Advogado do(a) APELADO: CARLOS EDUARDO LAPA PINTO ALVES - SP240573-A

OUTROS PARTICIPANTES:

 

 

 

R E L A T Ó R I O

 

A Exma. Sra. Desembargadora Federal MARLI FERREIRA (Relatora):

Cuida-se de apelação interposta por América Comercial Ltda. em face de sentença que julgou improcedente o seu pedido de anulação da multa aplicada pela Caixa Econômica Federal - Centralizadora de Promoções Comerciais, no valor de R$ 1.150,00, condenando-a a pagar às rés (CEF e União Federal) honorários advocatícios, no valor de R$ 1.000,00, devidamente corrigido e distribuído entre elas em proporções iguais.
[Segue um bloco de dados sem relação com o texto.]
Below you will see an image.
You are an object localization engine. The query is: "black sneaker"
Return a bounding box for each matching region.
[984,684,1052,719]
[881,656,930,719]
Alega a recorrente, em síntese, que a simples menção do logotipo da empresa no tema do concurso não o descaracteriza como exclusivamente cultural ou artístico; e que o mero pacto de uso do material, firmado entre promotor e participante, não consubstancia, desde logo, eventual finalidade propagandista do concurso. Pede a reforma da sentença, julgando-se totalmente procedente a demanda para anular o débito fiscal constituído, condenando-se as apeladas a se absterem de proceder à inscrição do apelante na dívida ativa, bem como condenando-as ao pagamento das custas processuais e dos honorários advocatícios.
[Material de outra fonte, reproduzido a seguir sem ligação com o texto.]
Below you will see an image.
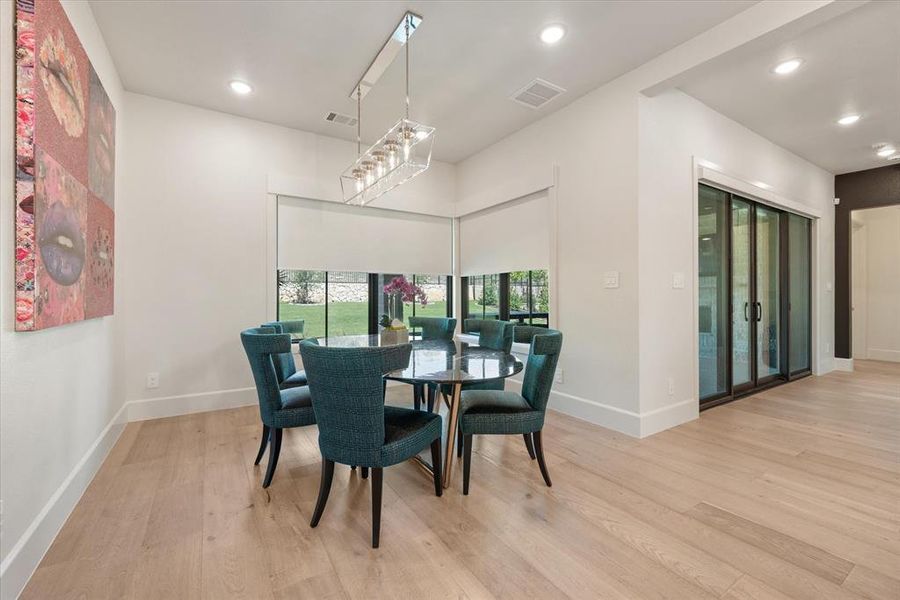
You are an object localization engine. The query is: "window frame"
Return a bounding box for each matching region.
[275,269,453,338]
Com contrarrazões de ambas os réus, defendendo a manutenção da sentença, vieram os autos ao Tribunal.

É o relatório.

 

 

 

 


APELAÇÃO CÍVEL (198) Nº 0000143-17.2011.4.03.6100

RELATOR: Gab. 12 - DES. FED. MARLI FERREIRA

APELANTE: AMERICA COMERCIAL LTDA

Advogado do(a) APELANTE: GRAZIELA DE SOUZA JUNQUEIRA - SP177073-A

APELADO: UNIÃO FEDERAL, CAIXA ECONÔMICA FEDERAL

Advogado do(a) APELADO: DANIEL MICHELAN MEDEIROS - SP172328-A
Advogado do(a) APELADO: CARLOS EDUARDO LAPA PINTO ALVES - SP240573-A

OUTROS PARTICIPANTES:

 

 

V O T O

 

A Exma. Sra. Desembargadora Federal MARLI FERREIRA (Relatora):

Anote-se, inicialmente que a Lei 5.768/71 dispõe sobre a distribuição gratuita de prêmios, mediante sorteio, vale-brinde ou concurso, a título de propaganda, e estabelece normas de proteção à poupança popular.
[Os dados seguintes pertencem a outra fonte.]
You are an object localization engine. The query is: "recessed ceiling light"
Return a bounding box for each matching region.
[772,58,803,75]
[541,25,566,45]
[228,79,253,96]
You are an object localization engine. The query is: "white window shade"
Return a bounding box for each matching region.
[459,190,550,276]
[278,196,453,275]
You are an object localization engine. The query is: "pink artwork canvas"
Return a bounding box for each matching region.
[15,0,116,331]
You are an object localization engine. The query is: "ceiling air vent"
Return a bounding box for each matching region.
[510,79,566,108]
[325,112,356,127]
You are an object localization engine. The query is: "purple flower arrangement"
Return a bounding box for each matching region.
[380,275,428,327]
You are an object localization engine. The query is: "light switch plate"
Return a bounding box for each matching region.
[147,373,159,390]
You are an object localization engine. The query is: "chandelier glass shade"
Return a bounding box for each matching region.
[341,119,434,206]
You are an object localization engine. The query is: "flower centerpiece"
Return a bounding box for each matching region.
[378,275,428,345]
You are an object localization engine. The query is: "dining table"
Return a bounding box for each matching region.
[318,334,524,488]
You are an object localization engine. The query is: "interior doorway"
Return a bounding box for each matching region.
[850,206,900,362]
A Lei 9.649/98, por sua vez, prevê a competência do Ministério da Fazenda no que respeita às disposições estabelecidas na Lei nº 5.768/71, mas atribui à Caixa Econômica Federal a operacionalização, a emissão das autorizações e a fiscalização das atividades de que trata a referida lei (art. 18-B, caput e § 1º).

Pois bem.

Narrou a autora na inicial que, durante o mês de maio de 2010, realizou o "CONCURSO ARTÍSTICO AMÉRICA NO DIA DAS MÃES DO SEU JEITO, DO JEITO DELA...” nos moldes previstos no inciso II do art. 3º da Lei 5.768/71, tendo como característica principal ser exclusivamente artístico. De acordo com o regulamento do concurso, os participantes, após inscrição gratuita e não condicionada à aquisição de qualquer produto da autora, enviariam fotos de sua autoria e, mediante julgamento por comissão especializada, seriam escolhidos os vencedores. O prêmio principal consistia em viagem, com um acompanhante, à cidade de Punta del Este, no Uruguai.

Não obstante, fora surpreendida com o Ofício n°2474/2010 CEPCO, remetido pela Caixa Econômica Federal, em que o órgão denominado "Centralizadora de Promoções Comerciais" apontava a existência de irregularidades no concurso, pois teria sido realizado sem a prévia autorização do Ministério da Fazenda exigida no art. 1º da referida lei.

Apresentou contra-notificação e réplica à resposta da CEF sem, contudo, lograr êxito, sendo-lhe aplicada a penalidade de multa no valor de R$ 1.150,00, com fulcro no art. 12 da Lei 5.768/71, razão porque ajuizara a presente ação judicial.

Entendeu o magistrado sentenciante que:

 

“Apesar de o regulamento do concurso estabelecer no item 1.4.3 que ‘É vedada a inserção, na foto participante, da expressão "America" ou de qualquer outra referência a produtos comercializados pelos restaurantes America, suas marcas, logos e demais sinais distintivos, hipótese na qual os participantes serão automaticamente desclassificados do concurso’, o tema do concurso se confunde com o logotipo da marca e seu objetivo é reforçá-la.

O logotipo da marca é "AMERICA É do seu jeito.".

O tema do concurso é "CONCURSO ARTÍSTICO AMERICA NO DIA DAS MÃES DO SEU JEITO, DO JEITO DELA...'.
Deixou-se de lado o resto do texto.